Do you know what this error could be? Some people fixed it by reducing batch sizes, but I did not find that option in the basecaller.py file.

Thank you!

iiSeymour commented 3 years ago

Hey @patbohn

I need to add support for per model default configs that can be overridden from the command line - until I get round to that you can find the defaults here. I think 8GB is a little on the small side for the default values so maybe try setting the batchsize to 24 and halve split_read_length to 200,000.

patbohn commented 3 years ago

I have tried reducing the values to 24 and 200,000 respectively, but alas that still gave the same error. I then decreased batchsize further down to 1 and split_read_length to 50,000 to confirm the error stays, so it does not seem directly related to batch size in my case, and it does not appear to be something that someone else has experienced yet.

iiSeymour commented 3 years ago

🤔 maybe @vellamike or @EpiSlim can shed some light here?

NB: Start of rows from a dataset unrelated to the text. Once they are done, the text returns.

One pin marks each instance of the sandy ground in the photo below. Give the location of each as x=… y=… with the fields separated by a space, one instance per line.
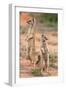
x=26 y=65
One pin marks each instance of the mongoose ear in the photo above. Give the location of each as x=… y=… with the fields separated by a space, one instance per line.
x=46 y=38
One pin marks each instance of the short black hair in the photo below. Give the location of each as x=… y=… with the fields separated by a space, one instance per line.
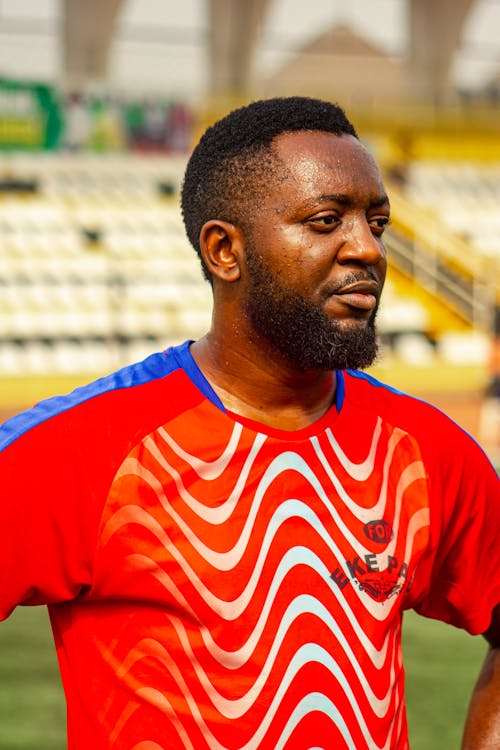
x=233 y=159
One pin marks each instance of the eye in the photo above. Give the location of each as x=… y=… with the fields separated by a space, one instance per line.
x=323 y=222
x=378 y=224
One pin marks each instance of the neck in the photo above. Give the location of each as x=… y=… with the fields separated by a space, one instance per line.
x=262 y=385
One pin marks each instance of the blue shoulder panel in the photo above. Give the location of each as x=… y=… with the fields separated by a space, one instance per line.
x=155 y=366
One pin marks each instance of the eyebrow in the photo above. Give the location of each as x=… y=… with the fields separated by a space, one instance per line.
x=346 y=200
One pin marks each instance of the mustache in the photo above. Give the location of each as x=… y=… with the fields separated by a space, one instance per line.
x=349 y=279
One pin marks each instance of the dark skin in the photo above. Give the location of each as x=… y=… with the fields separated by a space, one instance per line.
x=322 y=220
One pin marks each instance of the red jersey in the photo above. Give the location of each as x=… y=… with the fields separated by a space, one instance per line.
x=216 y=584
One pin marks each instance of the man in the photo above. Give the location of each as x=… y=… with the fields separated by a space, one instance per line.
x=228 y=533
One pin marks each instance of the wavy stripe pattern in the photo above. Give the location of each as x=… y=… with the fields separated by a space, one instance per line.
x=267 y=617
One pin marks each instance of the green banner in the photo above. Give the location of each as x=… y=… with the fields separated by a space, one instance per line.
x=30 y=116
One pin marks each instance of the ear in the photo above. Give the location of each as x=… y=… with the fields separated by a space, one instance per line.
x=222 y=246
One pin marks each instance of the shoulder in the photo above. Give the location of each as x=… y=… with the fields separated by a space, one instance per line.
x=92 y=405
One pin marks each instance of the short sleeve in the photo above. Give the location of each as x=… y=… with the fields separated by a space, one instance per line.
x=464 y=577
x=48 y=510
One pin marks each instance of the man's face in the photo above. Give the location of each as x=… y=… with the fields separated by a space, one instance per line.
x=315 y=258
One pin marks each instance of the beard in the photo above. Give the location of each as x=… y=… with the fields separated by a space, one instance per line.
x=301 y=330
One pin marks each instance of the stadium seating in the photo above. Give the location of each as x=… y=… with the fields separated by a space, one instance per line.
x=96 y=271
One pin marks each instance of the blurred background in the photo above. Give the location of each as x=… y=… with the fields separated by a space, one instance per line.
x=100 y=104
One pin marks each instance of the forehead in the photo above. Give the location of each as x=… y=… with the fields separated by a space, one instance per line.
x=318 y=163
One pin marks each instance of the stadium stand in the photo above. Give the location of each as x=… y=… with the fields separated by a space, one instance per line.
x=96 y=270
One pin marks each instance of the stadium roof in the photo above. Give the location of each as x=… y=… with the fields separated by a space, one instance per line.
x=162 y=45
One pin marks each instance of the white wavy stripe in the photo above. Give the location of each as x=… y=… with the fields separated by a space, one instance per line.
x=304 y=655
x=230 y=610
x=315 y=702
x=214 y=515
x=376 y=656
x=235 y=708
x=225 y=561
x=362 y=470
x=229 y=559
x=362 y=512
x=206 y=469
x=284 y=462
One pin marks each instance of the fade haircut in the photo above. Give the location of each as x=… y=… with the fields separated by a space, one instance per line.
x=233 y=161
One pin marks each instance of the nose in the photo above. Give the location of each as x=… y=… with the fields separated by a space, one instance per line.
x=361 y=246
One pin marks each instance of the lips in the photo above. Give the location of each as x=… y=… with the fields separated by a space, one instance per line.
x=362 y=295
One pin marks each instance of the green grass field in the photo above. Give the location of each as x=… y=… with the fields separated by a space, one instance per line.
x=441 y=665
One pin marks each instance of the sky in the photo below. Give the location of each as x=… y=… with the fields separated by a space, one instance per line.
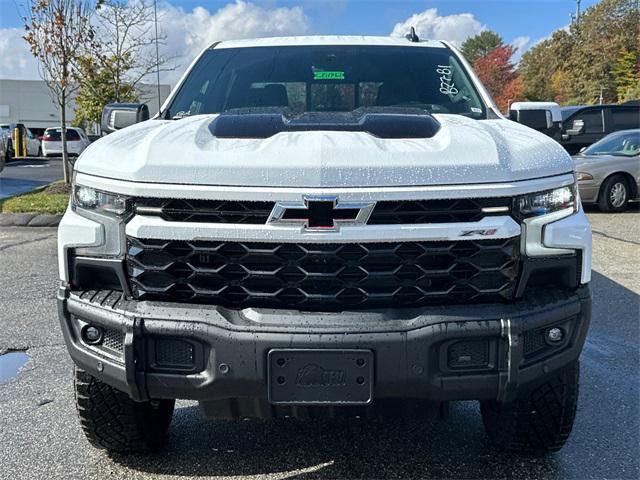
x=191 y=25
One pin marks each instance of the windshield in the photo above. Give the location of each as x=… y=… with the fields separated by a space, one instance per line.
x=623 y=144
x=327 y=79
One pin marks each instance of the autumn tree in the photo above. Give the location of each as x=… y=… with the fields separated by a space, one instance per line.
x=626 y=73
x=58 y=31
x=539 y=65
x=576 y=65
x=497 y=73
x=124 y=57
x=481 y=45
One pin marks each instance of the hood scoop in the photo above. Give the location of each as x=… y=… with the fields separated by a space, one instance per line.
x=379 y=122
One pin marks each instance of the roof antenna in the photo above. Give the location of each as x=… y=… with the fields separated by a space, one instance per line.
x=411 y=36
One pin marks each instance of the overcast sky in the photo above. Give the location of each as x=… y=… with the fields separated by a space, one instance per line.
x=190 y=25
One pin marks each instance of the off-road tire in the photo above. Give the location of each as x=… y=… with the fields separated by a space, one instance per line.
x=538 y=422
x=111 y=420
x=605 y=202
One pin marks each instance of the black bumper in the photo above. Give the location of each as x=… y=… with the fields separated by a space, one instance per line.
x=436 y=353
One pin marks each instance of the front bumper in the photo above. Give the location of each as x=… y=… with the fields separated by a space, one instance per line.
x=417 y=353
x=589 y=191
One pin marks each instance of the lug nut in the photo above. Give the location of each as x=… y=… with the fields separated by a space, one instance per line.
x=92 y=335
x=554 y=334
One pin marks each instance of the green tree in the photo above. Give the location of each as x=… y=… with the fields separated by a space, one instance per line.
x=58 y=31
x=626 y=74
x=481 y=45
x=541 y=63
x=98 y=88
x=605 y=29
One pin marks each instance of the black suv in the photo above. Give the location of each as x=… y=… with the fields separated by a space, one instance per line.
x=576 y=127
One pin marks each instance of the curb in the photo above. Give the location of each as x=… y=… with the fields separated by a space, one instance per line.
x=29 y=220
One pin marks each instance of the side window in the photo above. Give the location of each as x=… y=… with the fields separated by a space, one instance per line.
x=593 y=121
x=625 y=118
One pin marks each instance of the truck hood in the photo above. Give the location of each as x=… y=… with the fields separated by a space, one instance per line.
x=463 y=151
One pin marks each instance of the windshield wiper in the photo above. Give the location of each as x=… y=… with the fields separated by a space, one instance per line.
x=180 y=115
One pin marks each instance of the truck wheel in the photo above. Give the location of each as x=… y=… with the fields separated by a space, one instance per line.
x=539 y=421
x=614 y=194
x=111 y=420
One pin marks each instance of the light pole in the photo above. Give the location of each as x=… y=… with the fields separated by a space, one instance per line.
x=155 y=21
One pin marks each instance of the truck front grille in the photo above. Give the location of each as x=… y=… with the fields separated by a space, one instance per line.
x=403 y=212
x=207 y=211
x=323 y=277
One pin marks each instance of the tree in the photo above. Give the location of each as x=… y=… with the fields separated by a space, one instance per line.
x=496 y=72
x=124 y=57
x=512 y=92
x=58 y=31
x=97 y=89
x=576 y=65
x=539 y=64
x=481 y=45
x=128 y=41
x=626 y=73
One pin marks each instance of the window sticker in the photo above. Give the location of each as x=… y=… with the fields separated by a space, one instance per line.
x=328 y=75
x=447 y=86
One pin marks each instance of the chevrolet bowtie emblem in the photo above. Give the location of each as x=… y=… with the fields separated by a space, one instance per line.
x=321 y=213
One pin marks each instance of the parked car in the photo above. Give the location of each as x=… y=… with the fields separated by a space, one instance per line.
x=77 y=141
x=308 y=230
x=608 y=171
x=3 y=155
x=576 y=127
x=32 y=142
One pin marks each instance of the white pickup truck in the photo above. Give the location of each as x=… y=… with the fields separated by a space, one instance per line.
x=314 y=225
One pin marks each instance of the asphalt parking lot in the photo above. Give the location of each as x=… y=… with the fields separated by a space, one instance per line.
x=24 y=175
x=40 y=436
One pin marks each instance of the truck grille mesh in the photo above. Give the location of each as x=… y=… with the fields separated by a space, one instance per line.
x=323 y=277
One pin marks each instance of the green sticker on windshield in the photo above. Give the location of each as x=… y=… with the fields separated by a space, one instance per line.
x=328 y=75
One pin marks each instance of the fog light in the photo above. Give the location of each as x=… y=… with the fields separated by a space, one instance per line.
x=92 y=335
x=554 y=334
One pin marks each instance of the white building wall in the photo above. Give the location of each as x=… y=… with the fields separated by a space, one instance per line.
x=29 y=102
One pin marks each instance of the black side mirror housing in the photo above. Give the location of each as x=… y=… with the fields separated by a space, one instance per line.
x=116 y=116
x=577 y=128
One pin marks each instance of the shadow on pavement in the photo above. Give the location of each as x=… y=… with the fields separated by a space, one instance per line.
x=604 y=443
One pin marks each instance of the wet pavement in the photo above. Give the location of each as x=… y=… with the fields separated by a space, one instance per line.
x=40 y=436
x=21 y=176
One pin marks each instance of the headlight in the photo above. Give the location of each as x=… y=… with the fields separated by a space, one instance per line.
x=87 y=198
x=544 y=203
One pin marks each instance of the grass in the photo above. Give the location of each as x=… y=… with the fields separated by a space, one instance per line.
x=51 y=200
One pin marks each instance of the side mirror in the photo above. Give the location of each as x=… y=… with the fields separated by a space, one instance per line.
x=539 y=119
x=116 y=116
x=576 y=129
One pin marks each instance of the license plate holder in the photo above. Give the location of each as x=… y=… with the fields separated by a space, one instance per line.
x=320 y=376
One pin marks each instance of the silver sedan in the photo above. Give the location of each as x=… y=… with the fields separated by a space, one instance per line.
x=609 y=171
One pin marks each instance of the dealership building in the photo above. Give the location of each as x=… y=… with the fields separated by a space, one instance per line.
x=29 y=102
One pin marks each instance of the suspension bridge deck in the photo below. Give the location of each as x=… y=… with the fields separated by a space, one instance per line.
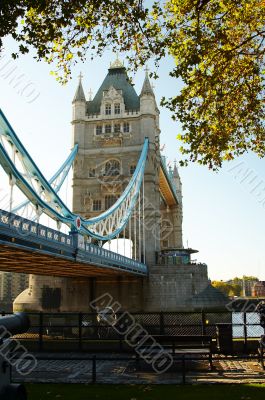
x=28 y=247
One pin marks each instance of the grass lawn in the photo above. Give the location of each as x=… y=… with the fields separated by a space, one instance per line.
x=147 y=392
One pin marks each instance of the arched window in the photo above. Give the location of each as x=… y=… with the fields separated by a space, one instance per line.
x=117 y=108
x=108 y=109
x=112 y=168
x=126 y=127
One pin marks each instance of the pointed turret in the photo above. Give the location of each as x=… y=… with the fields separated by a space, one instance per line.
x=147 y=97
x=79 y=94
x=147 y=88
x=177 y=181
x=79 y=101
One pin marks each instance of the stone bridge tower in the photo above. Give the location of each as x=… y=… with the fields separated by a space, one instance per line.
x=110 y=130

I've successfully run on ampere with the following - so maybe try the PyTorch 1.7?

$ nvidia-smi | head -n 4
Thu Nov 26 14:54:58 2020       
+-----------------------------------------------------------------------------+
| NVIDIA-SMI 455.23.05    Driver Version: 455.23.05    CUDA Version: 11.1     |
|-------------------------------+----------------------+----------------------+
$ python
Python 3.8.6 (default, Nov 12 2020, 18:34:50) 
[GCC 5.4.0 20160609] on linux
Type "help", "copyright", "credits" or "license" for more information.
>>> import torch
>>> torch.__version__
'1.7.0+cu110'
>>> torch.backends.cudnn.version()
8004
>>>

vellamike commented 3 years ago

Hi @patbohn

linux driver 455.45.01 needs Cuda 11.1 specifically

This is not correct, from CUDA documentation:

Drivers have always been backwards compatible with CUDA. This means that a CUDA 11.0 application will be compatible with R450 (11.0), R455 (11.1) and beyond. CUDA applications typically statically include all the libraries (for example cudart, CUDA math libraries such as cuBLAS, cuFFT) they need, so they should work on new drivers or CUDA Toolkit installations

As you are compiling an alpha version of pytorch against a cuda version not tested to work with Pytorch there could be any number of reasons why you are seeing this error.

Could you try CUDA 11.0, and pytorch 1.7? This should work without needing to compile anything. You can install CUDA 11.0 alongside 11.1

patbohn commented 3 years ago

Hi @vellamike , Thank you for clearing that up for me, my mistake.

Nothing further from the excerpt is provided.